Politique

Et si c’était le dernier 6 novembre du Président Biya ?

Le soleil se lève sur Yaoundé en ce 6 novembre 2024, comme il s’est levé quarante-et-une fois auparavant à pareille date depuis 1982. Les rues de la capitale camerounaise s’animent doucement, tandis que les militants du RDPC se préparent déjà dans les sept arrondissements de la ville. Comme chaque année, l’administration tourne au ralenti. Les bureaux sont désertés, les fonctionnaires ayant été réquisitionnés pour les célébrations marquant l’accession au pouvoir de Paul Biya. Pourtant, cette année, quelque chose semble différent. Une lassitude palpable plane dans l’air.
Au marché du Mfoundi, Marie Ngono, 45 ans, dispose ses tomates sur son étal. Son regard est las lorsqu’elle évoque cette journée particulière : « Quarante-deux ans… J’avais trois ans quand il est arrivé au pouvoir. Aujourd’hui, ma fille aînée a vingt-cinq ans et n’a connu que lui ». Elle marque une pause, rajuste son pagne, « chaque année, c’est la même chose. Les autorités viennent nous demander de nous mobiliser pour les festivités, on doit laisser nos commerces, alors que nous peinons déjà à joindre les deux bouts. »
Quelques allées plus loin, Françoise Mballa, vendeuse de poisson depuis vingt ans, ne cache pas son exaspération, « Regardez autour de vous. Le marché est presque vide aujourd’hui. Les fonctionnaires qui sont nos principaux clients sont tous partis pour les manifestations. Et nous, nous devons quand même payer notre place au marché. »

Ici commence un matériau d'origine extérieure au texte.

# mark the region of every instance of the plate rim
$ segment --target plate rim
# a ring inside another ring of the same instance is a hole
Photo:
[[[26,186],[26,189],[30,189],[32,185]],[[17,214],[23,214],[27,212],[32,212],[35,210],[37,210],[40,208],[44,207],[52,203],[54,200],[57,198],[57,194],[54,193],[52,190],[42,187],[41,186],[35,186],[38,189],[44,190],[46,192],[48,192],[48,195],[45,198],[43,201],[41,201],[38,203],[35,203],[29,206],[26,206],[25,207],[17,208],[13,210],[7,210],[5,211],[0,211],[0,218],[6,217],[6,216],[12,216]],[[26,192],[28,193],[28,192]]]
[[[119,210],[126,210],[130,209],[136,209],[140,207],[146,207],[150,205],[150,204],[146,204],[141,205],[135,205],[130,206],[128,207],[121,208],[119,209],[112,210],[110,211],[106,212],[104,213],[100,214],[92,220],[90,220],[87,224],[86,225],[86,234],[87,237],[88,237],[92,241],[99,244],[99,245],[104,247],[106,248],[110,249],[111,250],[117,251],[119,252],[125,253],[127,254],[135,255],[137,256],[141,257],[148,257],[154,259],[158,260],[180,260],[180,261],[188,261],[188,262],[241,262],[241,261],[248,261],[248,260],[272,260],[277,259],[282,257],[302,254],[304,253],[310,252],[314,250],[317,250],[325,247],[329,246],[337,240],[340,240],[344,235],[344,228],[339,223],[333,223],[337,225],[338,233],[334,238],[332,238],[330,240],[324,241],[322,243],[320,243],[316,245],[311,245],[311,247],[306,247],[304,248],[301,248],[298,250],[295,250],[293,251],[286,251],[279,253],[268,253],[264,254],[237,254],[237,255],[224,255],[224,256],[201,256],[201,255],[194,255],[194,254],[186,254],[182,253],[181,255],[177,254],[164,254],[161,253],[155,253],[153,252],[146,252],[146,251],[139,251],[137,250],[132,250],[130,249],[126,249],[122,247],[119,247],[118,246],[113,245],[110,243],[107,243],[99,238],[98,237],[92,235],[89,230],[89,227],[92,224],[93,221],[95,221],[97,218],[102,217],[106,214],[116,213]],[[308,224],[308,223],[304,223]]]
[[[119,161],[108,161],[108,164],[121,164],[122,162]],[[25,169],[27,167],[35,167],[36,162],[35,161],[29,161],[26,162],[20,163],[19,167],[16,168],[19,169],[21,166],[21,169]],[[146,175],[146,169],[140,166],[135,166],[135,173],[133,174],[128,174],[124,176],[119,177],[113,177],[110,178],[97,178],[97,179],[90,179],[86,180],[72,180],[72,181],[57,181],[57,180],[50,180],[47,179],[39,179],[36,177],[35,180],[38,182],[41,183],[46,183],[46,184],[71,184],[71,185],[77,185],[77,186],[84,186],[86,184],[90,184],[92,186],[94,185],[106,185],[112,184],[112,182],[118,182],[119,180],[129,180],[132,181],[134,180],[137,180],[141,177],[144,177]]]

A l’hôtel de ville, où se déroulent habituellement les principales célébrations, deux jeunes parlent de cet anniversaire. Steve Ekambi, 23 ans, étudiant en droit, s’arrête un instant, « mes parents me racontent toujours comment c’était l’espoir de tout un peuple en 1982. Aujourd’hui, nous les jeunes, nous ne pouvons même pas imaginer un autre Cameroun. C’est à la fois triste et frustrant. »
Son ami Christian Modo, 25 ans, renchérit, « on nous parle de la passation de pouvoir entre Ahidjo et Biya comme si c’était un événement ancien. Mais nous sommes toujours coincés dans ce même chapitre de notre histoire. Quand pourrons-nous enfin tourner la page ? »
A bord du taxi jaune dans lequel nous nous sommes engouffrés pour sillonner les rues de Yaoundé, Simon Kamgaing, comme indiqué sur son badge, commente les festivités de cette journée du 6 novembre 2024. À 68 ans, ce retraité de la fonction publique aujourd’hui taximan, a connu toute l’ère Biya, « J’ai commencé ma carrière sous son mandat, et j’ai pris ma retraite sous son mandat. J’ai participé à tellement de ces célébrations… Au début, c’était de l’enthousiasme sincère. Maintenant, les gens y vont par obligation ou par habitude. »
Le long des artères principales, les militants du parti au pouvoir sont omniprésents. Quelques banderoles célèbrent, « 42 ans de stabilité et de progrès ». Pourtant, dans les conversations, une question revient de plus en plus souvent ; « Et si c’était le dernier 6 novembre ? » Non pas par souhait de changement brutal, mais par simple constat du temps qui passe.
Dans les ministères désertés, les dossiers s’empilent. Les fonctionnaires, réquisitionnés pour garnir les rangs des célébrations dans leurs régions d’origine, ne reviendront que dans plusieurs jours. « C’est toujours comme ça », soupire Papa Simon. « Pendant une semaine, l’administration est paralysée. Les jeunes ne peuvent pas retirer leurs diplômes, les entrepreneurs ne peuvent pas déposer leurs dossiers, tout est à l’arrêt. »

À la nuit tombée, alors que les dernières célébrations s’achèvent, la question continue de résonner dans les rues de Yaoundé. Ce quarante-deuxième 6 novembre marque-t-il réellement la fin d’une époque ? Les Camerounais, entre lassitude et incertitude, regardent vers l’avenir avec un mélange d’appréhension et d’espoir. Une chose est sûre, le temps du changement approche, inexorablement.